In recent weeks, a little-known illness known as Legionnaires' disease has been making headlines.
Despite its rather quaint-sounding name, Legionnaires' disease is nothing to sneeze at, and sadly has almost nothing to do with Alexander the Great. Understanding some basic facts surrounding Legionnaires' disease is an important step in knowing what you can do to help safeguard your facility against this resurgent health threat.
What is it?
Legionnaires' disease was described by The Mayo Clinic as a severe form of pneumonia, an infection leading to the swelling of the lungs. Caused by the legionella bacteria, the disease can lead to symptoms including fever, muscle pain, shortness of breath and severe coughing if left untreated. In general, symptoms tend to manifest roughly 10 days after exposure to the bacterium.
Who is at risk?
Legionnaires' disease can potentially affect anyone who has been exposed directly to the legionella bacteria. That said, there are those who are at higher risk of contracting the illness than others. According to the Centers for Disease Control and Prevention, older adults over the age of 50 may be at a higher risk, as may those who are smokers or past smokers. Additionally, individuals with existing respiratory illnesses such as emphysema, and those with weakened or suppressed immune systems, may face a greater susceptibility to the disease.
How is it treated?
As a bacterial infection related to pneumonia, Legionnaires' disease can typically be treated through a regimen of antibiotics. Although many who contract the illness see hospitalization, the CDC noted that complications are rare and, in many cases, patients are able to return to normal health shortly after their treatment.
How is it spread?
Unlike other contagious infections, Legionnaires' disease isn't typically spread through person-to-person contact, instead relying on people coming into direct contact with the bacteria. Both the CDC and The Mayo Clinic confirmed that the legionella bacteria thrive in warmer water, making hot tubs, swimming pools, plumbing systems and hot water heaters a specific area of concern for facility managers looking to prevent an outbreak.

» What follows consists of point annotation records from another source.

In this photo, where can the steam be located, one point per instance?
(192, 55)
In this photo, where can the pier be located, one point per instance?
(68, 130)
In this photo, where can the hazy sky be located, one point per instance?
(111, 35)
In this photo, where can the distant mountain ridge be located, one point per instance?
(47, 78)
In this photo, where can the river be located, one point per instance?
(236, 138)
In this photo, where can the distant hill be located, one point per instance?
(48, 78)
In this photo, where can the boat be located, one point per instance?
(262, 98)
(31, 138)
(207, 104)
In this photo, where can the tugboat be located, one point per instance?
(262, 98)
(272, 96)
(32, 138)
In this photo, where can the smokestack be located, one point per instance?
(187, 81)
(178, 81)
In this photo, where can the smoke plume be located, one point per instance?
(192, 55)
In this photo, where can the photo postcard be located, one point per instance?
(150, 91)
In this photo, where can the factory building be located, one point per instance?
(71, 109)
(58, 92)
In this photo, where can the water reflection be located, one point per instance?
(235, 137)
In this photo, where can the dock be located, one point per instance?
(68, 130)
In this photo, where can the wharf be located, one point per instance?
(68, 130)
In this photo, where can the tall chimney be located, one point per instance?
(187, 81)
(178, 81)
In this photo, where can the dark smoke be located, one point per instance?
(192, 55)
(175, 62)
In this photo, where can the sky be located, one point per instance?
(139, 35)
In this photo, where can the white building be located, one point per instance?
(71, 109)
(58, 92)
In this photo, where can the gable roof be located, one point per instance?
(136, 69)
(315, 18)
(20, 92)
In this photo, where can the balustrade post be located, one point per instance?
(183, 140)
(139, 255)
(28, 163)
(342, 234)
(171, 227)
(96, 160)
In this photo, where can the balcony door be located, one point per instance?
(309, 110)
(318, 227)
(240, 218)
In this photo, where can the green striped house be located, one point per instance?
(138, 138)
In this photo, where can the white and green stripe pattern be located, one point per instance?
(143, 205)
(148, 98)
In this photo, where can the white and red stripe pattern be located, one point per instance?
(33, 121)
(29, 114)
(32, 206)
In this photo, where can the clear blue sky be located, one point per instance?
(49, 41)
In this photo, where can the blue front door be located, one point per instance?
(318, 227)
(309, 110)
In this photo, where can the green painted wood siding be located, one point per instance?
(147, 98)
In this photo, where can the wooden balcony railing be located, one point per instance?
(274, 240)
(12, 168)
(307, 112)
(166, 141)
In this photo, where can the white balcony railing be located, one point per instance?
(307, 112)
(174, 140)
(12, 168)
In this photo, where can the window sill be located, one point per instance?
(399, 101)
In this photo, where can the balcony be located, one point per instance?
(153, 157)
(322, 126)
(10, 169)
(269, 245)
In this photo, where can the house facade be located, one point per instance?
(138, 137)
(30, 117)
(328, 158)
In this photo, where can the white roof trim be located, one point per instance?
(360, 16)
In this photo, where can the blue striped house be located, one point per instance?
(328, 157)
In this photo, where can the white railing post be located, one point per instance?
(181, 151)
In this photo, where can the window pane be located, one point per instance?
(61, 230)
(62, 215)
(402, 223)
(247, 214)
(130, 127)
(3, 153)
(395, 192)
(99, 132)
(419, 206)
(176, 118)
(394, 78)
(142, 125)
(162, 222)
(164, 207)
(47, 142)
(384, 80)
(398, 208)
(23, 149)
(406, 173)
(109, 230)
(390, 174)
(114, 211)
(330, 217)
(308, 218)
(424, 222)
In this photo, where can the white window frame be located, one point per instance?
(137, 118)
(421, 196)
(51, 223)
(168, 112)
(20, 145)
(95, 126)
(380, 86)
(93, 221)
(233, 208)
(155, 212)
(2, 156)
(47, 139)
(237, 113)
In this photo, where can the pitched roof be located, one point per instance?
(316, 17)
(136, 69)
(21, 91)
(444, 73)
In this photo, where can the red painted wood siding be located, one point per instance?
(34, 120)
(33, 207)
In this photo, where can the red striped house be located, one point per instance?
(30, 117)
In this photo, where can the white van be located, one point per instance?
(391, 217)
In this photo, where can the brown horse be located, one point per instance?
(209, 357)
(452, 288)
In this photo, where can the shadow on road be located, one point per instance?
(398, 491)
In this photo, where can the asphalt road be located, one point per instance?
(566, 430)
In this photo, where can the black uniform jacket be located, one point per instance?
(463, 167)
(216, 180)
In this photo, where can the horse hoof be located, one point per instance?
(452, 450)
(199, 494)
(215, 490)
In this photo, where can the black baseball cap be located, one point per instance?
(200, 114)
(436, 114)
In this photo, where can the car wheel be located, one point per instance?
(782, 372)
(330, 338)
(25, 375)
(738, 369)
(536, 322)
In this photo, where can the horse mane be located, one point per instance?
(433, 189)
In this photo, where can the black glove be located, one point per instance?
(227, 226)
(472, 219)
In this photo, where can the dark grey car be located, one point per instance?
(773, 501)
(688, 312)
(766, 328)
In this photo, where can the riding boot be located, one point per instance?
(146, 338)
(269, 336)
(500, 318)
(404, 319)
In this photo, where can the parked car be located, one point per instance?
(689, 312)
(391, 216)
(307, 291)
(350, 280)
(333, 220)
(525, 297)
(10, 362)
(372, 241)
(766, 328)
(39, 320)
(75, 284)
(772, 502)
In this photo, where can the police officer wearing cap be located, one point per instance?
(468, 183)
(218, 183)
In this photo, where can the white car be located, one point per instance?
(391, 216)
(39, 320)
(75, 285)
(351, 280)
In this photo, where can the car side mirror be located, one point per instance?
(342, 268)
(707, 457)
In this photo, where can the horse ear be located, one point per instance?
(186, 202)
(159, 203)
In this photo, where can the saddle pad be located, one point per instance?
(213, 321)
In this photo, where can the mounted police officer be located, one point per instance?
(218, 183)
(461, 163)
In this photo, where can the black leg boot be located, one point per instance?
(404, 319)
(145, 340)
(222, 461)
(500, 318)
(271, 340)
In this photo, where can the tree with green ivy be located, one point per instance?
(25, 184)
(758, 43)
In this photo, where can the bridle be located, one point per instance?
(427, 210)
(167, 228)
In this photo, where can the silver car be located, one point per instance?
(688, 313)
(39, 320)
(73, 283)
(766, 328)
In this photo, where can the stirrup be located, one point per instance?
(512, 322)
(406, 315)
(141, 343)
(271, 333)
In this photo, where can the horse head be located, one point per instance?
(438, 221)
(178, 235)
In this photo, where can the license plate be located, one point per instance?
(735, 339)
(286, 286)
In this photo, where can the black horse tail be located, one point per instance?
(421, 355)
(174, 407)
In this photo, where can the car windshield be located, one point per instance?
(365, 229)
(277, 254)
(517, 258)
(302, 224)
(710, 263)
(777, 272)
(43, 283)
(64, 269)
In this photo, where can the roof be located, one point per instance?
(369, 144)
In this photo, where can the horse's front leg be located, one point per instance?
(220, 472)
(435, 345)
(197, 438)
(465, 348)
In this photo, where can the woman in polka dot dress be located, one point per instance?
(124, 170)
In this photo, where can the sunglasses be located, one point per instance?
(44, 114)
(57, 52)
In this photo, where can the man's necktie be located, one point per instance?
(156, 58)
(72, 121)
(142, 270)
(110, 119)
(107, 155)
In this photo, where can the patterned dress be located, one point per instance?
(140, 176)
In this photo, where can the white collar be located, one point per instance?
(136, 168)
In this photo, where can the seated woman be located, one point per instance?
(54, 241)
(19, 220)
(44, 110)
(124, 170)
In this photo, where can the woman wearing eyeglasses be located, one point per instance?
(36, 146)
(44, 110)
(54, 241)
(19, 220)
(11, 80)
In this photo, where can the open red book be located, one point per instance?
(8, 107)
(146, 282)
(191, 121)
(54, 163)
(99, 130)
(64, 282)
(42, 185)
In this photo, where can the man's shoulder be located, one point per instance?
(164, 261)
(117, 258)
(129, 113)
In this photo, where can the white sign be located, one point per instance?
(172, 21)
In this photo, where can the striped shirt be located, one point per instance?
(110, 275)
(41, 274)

All the disease requires for infection to take hold is for an individual to inhale near-microscopic droplets of water containing the bacteria - anything from inhaling contaminated pool water to being exposed to spray from a water heater or chiller undergoing maintenance can result in a person contracting the disease. Naturally, this poses a significant concern for maintenance personnel who find themselves interacting with a facility's plumbing, HVAC and hot water heaters on a regular basis.